Subjects must have chosen to get Focal Therapy for the treatment of prostate cancer.
Subjects must have confirmed non-metastatic PCa following SOC screening for patients with unfavorable intermediate-risk PCa, a combination of computed tomography imaging of the abdomen and pelvis (CTAP) and technetium-99-mDP nuclear medicine bone scan (BS) and/or prostate-specific membrane antigen positron emission tomography (PSMA/PET) scan prior to enrollment. The imaging studies should be obtained within 6-months of enrollment. Additional imaging is not required for men with favorable intermediate-risk PCa.
Subject must be male ≥ 18 years-old.
Subjects must have a life expectancy of at least 10-years per the opinion of the treating investigator.
Subjects must be designated as Eastern Cooperative Oncology Group (ECOG) performance status ≤ 2 or Karnofsky Performance Status Scale Score ≥ 60%, see Appendix A).
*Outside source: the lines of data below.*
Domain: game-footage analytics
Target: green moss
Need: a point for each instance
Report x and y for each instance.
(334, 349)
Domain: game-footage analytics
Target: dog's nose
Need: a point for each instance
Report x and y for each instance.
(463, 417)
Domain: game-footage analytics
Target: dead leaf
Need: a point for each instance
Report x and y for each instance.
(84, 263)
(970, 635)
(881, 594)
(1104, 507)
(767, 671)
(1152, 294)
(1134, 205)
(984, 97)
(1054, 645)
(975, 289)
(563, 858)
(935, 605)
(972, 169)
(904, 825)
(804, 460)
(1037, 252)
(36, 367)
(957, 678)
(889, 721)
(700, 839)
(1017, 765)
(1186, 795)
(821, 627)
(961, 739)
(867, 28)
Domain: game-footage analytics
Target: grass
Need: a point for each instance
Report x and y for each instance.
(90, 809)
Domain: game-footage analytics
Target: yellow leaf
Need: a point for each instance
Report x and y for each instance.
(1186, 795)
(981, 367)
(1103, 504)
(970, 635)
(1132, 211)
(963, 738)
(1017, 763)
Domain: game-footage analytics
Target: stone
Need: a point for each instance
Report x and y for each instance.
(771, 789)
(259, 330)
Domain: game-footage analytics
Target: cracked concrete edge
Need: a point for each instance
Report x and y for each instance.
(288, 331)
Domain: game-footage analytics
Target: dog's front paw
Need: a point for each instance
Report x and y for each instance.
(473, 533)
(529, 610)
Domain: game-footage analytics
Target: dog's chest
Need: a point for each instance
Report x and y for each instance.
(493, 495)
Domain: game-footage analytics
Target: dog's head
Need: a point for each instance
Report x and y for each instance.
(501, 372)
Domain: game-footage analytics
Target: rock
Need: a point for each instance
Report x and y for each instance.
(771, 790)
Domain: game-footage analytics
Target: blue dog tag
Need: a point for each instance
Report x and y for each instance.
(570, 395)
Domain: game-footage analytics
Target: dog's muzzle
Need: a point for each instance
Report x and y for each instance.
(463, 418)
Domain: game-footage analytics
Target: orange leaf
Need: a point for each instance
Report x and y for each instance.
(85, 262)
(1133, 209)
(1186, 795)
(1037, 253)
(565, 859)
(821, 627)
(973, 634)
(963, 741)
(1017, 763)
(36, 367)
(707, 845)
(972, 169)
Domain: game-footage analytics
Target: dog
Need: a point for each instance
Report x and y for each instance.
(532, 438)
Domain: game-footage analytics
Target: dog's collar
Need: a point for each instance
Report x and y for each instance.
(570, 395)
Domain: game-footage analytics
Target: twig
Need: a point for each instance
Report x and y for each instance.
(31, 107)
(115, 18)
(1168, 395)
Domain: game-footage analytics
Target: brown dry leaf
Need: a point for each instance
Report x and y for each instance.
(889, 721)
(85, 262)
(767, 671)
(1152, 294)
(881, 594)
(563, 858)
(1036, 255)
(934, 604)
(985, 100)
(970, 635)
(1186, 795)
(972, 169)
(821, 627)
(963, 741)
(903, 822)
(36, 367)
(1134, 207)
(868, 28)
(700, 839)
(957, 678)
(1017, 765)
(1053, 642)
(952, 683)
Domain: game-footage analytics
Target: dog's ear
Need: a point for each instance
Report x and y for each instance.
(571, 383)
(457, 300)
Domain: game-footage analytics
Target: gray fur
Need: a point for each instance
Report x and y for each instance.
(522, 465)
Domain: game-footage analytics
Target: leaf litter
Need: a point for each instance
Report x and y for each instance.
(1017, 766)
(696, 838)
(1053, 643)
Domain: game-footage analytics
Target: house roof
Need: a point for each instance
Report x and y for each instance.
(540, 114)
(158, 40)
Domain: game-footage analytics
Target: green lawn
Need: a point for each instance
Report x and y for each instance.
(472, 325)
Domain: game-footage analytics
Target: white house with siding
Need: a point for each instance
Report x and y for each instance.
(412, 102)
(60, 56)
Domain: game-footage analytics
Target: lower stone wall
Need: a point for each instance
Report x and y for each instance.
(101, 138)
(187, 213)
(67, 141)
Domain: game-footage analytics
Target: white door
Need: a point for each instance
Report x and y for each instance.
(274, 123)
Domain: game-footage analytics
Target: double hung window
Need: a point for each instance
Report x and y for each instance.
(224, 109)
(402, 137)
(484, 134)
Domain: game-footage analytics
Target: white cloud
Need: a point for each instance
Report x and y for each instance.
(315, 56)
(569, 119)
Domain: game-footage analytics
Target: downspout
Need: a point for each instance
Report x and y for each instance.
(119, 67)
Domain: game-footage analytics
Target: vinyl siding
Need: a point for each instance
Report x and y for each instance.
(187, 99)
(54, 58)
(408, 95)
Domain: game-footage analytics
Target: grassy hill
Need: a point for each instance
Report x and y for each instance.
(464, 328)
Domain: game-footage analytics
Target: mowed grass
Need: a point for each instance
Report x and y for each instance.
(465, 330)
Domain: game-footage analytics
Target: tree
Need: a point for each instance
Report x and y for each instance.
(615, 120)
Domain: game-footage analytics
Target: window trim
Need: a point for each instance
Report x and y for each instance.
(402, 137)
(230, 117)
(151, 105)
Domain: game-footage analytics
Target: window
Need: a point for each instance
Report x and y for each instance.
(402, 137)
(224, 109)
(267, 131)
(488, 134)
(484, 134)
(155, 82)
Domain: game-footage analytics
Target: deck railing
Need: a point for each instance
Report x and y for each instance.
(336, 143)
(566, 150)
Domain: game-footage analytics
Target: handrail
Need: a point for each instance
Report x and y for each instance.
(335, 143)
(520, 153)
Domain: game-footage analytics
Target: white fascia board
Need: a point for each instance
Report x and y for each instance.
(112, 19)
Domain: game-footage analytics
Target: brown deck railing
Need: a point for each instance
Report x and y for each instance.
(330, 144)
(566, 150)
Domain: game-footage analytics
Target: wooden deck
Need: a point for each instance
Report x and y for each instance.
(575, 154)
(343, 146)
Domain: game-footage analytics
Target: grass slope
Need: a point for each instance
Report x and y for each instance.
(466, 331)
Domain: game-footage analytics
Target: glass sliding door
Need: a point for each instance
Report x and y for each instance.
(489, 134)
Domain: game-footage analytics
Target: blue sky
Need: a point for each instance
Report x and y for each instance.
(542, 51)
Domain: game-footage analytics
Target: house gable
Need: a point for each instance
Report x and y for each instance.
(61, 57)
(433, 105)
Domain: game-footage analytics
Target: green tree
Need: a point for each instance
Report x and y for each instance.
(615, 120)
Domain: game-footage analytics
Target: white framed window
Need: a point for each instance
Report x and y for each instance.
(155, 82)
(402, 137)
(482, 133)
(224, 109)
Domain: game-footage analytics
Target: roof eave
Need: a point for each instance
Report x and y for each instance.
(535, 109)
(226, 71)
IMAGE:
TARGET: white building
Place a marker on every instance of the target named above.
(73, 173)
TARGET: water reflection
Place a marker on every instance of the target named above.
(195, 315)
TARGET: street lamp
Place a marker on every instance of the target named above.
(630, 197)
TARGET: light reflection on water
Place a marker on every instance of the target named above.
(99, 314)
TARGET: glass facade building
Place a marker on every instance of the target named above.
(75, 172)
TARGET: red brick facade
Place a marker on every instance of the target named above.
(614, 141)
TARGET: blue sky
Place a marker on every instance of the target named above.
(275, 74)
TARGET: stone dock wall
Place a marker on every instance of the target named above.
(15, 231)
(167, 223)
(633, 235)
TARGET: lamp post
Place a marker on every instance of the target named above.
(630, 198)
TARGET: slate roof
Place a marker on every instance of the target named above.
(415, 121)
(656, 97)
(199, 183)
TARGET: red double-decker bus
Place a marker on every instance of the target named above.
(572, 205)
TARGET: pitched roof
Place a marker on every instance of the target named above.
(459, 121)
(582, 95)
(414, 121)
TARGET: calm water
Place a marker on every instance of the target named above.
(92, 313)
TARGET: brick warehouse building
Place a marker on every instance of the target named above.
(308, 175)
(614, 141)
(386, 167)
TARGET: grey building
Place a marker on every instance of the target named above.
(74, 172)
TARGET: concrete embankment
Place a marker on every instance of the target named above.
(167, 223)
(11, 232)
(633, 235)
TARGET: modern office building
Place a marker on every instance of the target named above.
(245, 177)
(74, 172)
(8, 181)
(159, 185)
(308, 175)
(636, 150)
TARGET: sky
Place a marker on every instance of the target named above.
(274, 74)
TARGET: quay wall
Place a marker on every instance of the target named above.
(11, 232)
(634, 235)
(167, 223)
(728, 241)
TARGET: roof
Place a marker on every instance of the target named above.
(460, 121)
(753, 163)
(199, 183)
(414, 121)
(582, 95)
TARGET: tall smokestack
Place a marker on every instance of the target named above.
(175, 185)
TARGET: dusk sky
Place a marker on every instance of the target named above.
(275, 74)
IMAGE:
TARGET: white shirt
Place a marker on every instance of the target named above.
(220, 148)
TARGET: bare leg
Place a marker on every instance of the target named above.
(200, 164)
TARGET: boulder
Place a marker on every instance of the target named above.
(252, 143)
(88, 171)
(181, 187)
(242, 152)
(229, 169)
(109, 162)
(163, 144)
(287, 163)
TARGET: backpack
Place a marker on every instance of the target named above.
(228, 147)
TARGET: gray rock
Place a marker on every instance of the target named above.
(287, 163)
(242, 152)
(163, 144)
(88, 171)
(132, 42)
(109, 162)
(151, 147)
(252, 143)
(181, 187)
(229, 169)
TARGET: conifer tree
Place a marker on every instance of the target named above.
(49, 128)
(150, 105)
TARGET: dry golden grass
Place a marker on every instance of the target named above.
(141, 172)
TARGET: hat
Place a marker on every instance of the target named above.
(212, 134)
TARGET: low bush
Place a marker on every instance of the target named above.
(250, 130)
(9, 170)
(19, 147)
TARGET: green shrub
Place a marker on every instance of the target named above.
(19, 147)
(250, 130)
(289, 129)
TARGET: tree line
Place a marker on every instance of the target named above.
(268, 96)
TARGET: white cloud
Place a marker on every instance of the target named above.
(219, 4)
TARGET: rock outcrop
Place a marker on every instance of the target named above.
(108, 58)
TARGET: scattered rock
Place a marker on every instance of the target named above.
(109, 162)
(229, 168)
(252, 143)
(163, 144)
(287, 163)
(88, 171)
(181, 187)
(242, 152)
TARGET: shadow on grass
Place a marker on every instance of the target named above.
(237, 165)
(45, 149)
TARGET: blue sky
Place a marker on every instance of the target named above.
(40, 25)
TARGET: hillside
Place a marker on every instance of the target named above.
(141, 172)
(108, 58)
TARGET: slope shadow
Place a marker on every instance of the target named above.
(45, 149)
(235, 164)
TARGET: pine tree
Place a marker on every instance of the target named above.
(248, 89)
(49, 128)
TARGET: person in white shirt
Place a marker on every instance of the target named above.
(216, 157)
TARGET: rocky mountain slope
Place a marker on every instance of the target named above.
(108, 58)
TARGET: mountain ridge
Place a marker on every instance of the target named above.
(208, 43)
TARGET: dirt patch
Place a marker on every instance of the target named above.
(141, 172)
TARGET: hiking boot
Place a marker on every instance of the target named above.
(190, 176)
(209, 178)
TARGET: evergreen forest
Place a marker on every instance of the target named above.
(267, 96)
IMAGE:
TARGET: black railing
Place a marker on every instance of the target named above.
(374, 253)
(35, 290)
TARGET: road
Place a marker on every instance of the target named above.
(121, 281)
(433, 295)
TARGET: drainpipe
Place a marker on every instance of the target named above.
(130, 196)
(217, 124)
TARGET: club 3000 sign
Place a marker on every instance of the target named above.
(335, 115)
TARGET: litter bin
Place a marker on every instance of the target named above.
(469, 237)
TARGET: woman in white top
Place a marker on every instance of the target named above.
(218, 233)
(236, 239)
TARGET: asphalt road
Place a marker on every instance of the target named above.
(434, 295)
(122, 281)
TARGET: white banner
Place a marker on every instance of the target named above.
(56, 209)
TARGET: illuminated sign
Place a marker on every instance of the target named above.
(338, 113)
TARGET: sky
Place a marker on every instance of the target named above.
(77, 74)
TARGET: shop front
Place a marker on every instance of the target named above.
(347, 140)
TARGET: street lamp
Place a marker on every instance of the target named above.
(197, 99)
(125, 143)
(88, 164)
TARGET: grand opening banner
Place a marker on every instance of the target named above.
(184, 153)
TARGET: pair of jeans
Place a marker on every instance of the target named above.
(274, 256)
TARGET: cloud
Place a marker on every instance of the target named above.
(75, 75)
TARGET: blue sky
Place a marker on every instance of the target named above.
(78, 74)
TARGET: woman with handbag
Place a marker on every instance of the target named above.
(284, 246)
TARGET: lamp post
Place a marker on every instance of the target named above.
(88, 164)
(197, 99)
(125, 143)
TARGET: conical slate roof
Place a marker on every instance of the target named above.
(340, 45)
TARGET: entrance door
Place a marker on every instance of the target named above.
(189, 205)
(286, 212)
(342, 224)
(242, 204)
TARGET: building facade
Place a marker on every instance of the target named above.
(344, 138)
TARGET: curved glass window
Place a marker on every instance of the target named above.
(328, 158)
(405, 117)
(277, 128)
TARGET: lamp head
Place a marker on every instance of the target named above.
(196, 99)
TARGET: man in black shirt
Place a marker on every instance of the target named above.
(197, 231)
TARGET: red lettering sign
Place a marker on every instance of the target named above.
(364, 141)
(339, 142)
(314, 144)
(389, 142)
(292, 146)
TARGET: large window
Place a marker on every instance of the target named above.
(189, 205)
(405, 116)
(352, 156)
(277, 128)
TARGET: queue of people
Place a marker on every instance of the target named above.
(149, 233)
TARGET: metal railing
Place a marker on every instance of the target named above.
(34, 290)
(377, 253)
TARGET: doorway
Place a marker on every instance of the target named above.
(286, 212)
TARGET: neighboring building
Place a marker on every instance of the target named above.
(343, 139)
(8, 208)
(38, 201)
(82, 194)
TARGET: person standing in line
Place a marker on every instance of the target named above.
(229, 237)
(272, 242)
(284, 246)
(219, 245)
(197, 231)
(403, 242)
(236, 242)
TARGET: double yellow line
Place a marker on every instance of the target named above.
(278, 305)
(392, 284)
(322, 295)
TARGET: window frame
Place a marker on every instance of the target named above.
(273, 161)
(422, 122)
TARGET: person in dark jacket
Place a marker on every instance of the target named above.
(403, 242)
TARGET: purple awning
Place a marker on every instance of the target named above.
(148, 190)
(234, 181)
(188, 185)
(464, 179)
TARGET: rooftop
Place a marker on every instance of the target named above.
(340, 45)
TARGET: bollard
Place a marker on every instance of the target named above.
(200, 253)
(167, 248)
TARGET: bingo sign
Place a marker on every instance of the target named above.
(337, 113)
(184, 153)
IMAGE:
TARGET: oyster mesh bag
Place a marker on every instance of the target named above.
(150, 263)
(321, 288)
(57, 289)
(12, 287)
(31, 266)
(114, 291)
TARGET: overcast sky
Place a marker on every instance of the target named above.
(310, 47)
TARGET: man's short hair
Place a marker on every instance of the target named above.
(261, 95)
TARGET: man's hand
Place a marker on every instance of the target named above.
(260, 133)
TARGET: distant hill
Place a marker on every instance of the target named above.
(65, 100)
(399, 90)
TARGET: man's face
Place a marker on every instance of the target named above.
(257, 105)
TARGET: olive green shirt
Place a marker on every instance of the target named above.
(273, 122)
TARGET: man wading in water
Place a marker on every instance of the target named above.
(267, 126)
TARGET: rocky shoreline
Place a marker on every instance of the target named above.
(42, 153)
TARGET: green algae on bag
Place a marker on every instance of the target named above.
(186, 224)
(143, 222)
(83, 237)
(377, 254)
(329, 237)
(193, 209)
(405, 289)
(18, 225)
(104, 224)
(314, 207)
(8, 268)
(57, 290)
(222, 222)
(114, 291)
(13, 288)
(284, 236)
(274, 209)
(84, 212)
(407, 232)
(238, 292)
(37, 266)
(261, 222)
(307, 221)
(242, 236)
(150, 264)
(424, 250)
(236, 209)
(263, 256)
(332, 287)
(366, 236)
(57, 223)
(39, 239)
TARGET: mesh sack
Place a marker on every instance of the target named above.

Subjects must be fit to undergo general anesthesia and the FT surgical procedure, which includes adequate visualization of the prostate gland on transrectal ultrasound imaging, access to the urethra, perineum and rectum, as well as be tolerant of lithotomy positioning in the opinion of the treating investigator or the operating surgeon(s) if not the same as the treating investigator.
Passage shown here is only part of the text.